When she decided to get a job, she rejected a tempting offer from a company that had just been set up in her recently created country in favor of a job at the public library, where you didn’t earn much money but where you were secure. She went to work every day, always keeping to the same timetable, always making sure she wasn’t perceived as a threat by her superiors; she was content; she didn’t struggle, and so she didn’t grow: All she wanted was her salary at the end of the month.

She rented the room in the convent because the nuns required all tenants to be back at a certain hour, and then they locked the door: Anyone still outside after that had to sleep on the street. She always had a genuine excuse to give boyfriends, so as not to have to spend the night in hotel rooms or strange beds.

When she used to dream of getting married, she imagined herself in a little house outside Ljubljana, with a man quite different from her father—a man who earned enough to support his family, one who would be content just to be with her in a house with an open fire and to look out at the snow-covered mountains.

She had taught herself to give men a precise amount of pleasure; never more, never less, only what was necessary.
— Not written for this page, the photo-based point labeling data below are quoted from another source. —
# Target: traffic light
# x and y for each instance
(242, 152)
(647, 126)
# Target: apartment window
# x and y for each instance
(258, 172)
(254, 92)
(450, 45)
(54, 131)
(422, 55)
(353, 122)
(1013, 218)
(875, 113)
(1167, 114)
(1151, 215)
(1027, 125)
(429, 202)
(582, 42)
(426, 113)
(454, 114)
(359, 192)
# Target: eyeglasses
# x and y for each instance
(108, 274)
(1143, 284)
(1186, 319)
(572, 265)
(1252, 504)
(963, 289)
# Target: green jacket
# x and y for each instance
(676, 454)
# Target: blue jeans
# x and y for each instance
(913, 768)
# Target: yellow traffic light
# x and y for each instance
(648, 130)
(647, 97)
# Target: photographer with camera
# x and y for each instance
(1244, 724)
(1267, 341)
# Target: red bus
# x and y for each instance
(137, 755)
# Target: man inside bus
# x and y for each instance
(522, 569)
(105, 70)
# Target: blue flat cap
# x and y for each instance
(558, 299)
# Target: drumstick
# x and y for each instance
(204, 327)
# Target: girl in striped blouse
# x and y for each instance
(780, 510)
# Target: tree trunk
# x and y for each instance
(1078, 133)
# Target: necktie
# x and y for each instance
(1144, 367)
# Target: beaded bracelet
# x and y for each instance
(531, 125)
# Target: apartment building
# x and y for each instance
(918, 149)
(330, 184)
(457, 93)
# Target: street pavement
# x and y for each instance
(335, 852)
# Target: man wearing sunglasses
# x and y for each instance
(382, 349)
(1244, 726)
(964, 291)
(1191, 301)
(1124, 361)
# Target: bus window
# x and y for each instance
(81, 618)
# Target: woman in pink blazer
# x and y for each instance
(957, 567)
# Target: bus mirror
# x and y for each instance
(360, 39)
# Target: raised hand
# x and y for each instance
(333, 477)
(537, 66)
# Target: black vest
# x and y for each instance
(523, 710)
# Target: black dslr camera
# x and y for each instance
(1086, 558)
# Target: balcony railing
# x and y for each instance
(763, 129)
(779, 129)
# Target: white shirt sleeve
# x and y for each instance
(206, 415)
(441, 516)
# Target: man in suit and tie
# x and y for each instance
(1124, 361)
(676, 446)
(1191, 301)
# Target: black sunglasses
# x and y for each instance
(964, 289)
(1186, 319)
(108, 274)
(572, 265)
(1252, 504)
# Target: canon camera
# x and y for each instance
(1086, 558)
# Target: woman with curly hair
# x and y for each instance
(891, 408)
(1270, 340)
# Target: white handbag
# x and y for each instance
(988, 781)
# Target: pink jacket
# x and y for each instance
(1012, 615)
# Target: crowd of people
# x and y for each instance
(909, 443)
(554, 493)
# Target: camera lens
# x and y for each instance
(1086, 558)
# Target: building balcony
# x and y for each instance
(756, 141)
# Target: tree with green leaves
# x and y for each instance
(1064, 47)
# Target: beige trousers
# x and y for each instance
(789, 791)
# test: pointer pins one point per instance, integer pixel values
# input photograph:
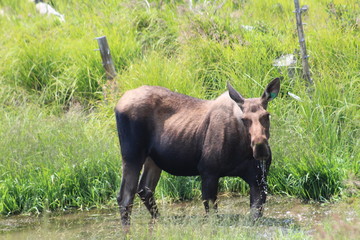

She didn’t get angry with anyone, because that would mean having to react, having to do battle with the enemy and then having to face unforeseen consequences, such as vengeance.

When she had achieved almost everything she wanted in life, she had reached the conclusion that her existence had no meaning, because every day was the same. And she had decided to die.

Veronika went back in and walked over to the group gathered in one corner of the room. The people were talking animatedly but fell silent as soon as she approached.

She went straight over to the oldest man, who seemed to be the leader. Before anyone could stop her, she gave him a resounding slap in the face.